Question

T0 is time period of oscillation of the needle in uniform horizontal magnetic field (B h) of earth. If another magnetic field is applied perpendicular to B, such that the needle deflects by theta for its equilibrium.

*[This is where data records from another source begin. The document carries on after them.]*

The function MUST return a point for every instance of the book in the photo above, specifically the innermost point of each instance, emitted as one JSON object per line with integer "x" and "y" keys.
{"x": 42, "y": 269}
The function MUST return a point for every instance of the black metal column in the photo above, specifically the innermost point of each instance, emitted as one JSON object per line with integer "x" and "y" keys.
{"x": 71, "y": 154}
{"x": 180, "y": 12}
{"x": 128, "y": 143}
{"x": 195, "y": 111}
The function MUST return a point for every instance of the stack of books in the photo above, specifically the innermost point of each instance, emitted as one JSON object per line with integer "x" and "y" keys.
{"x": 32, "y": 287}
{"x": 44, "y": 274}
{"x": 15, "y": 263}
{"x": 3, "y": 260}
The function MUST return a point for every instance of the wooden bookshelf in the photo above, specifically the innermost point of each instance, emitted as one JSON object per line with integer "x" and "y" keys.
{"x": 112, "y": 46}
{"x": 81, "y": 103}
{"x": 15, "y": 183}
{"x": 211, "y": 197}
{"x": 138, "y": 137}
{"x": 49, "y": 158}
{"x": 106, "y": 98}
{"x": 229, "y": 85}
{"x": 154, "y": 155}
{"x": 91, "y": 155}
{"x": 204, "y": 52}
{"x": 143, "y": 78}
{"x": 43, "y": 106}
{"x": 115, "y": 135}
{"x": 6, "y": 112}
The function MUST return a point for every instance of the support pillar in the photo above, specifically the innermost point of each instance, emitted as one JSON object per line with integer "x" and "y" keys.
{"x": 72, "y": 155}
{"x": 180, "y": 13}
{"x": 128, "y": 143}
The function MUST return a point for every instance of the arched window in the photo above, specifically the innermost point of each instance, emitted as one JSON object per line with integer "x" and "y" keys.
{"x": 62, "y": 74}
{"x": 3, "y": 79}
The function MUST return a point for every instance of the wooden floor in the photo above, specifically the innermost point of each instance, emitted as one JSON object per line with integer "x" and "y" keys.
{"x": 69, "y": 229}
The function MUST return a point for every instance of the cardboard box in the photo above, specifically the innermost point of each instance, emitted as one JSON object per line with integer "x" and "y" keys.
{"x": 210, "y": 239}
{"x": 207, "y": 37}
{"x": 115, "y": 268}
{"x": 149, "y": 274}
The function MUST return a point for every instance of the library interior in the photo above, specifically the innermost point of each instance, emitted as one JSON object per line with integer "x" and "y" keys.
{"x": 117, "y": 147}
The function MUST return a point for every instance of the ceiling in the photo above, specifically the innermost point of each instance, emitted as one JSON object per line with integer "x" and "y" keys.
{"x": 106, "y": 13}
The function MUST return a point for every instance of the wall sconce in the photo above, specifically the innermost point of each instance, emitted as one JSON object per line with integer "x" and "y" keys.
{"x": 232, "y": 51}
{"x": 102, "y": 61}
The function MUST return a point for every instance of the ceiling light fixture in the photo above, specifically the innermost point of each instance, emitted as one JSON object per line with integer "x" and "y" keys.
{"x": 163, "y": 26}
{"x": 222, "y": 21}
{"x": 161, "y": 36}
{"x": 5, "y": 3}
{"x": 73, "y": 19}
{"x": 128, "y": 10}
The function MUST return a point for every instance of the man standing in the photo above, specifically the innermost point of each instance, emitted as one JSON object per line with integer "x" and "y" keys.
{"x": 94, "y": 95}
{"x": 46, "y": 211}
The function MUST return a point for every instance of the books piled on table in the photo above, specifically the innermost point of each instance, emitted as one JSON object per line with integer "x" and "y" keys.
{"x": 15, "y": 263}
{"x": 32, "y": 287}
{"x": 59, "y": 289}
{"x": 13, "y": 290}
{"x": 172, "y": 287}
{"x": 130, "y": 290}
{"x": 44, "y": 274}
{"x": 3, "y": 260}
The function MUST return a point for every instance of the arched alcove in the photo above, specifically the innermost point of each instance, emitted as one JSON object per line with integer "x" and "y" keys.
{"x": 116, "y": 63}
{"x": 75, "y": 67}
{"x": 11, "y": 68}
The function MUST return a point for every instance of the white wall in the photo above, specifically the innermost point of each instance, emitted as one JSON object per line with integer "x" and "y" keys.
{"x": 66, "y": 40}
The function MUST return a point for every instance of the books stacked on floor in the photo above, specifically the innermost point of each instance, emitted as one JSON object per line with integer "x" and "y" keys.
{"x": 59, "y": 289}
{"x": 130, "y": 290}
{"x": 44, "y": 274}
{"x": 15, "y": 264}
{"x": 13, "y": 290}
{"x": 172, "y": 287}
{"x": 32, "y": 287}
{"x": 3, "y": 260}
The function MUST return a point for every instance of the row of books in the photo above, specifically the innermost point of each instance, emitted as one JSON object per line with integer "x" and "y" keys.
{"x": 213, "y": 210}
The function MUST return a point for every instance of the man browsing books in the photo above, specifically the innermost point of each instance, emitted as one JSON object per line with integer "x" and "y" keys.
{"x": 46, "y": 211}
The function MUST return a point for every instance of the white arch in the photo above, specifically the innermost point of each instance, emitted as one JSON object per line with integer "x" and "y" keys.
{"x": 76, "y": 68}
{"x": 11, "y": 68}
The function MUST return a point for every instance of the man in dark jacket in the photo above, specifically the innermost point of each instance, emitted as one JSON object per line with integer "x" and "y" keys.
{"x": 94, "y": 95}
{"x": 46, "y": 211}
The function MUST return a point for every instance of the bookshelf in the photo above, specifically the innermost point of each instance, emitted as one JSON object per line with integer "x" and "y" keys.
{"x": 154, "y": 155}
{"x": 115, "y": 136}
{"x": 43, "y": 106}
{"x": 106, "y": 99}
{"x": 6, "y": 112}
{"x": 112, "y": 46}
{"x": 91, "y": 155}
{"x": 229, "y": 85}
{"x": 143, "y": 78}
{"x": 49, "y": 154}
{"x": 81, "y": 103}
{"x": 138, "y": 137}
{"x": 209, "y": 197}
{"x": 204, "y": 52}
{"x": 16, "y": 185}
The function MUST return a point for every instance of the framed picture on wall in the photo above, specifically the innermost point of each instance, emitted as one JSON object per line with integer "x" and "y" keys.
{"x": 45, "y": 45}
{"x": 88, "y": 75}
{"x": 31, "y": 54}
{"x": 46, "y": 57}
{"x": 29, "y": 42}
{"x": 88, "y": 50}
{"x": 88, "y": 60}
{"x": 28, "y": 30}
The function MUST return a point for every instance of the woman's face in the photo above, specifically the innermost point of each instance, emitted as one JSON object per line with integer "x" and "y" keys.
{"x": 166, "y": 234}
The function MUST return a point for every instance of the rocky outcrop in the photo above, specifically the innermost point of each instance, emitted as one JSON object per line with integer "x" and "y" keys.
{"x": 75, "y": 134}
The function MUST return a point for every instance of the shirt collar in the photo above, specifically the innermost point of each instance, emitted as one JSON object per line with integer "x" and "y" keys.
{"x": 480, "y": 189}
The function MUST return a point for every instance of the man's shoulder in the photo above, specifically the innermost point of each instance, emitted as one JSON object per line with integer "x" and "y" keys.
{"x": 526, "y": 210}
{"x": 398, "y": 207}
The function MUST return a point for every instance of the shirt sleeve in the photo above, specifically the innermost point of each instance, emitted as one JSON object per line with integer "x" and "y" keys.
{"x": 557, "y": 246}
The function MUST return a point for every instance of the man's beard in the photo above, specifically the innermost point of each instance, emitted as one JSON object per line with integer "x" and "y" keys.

Now period of oscillation of needle is T. The relation between Tand T0 id​

Answer 1

Answer:

Hind and explations are given below

Explanation:

Answer 2

Given:

In the usual setting of deflection magnetometer, filled due to magnet(F)and horizontal component(H)of earth field are perpendicular to each other.

To find:

Find the Relation between $T$ and $T^{0}$ .

Explanation:

Net field on the magnetic needle is,

$\sqrt{F^{2}+H^{2}}$

When the magnet  is removed,

$T_{0}=2\pi \sqrt{\frac{I}{MH} }$

$T=2\pi \sqrt\frac{I}{M\sqrt{F^{2}+H^{2}} }$

$\frac{T}{T_{0}}=\frac{2\pi \sqrt\frac{I}{M\sqrt{F^{2}+H^{2}} }}{2\pi \sqrt{\frac{I}{MH} }}$

$=\sqrt{\frac{H}{H\sqrt{secc^{2}0} } }$

$\sqrt{cos0}$

$T^{2}=T_{0}^{2}cos$∅

Answer:

Therefore, the relation between $T$ and $T_{0}$ the $T^{2}=T_{0}^{2}cos$∅.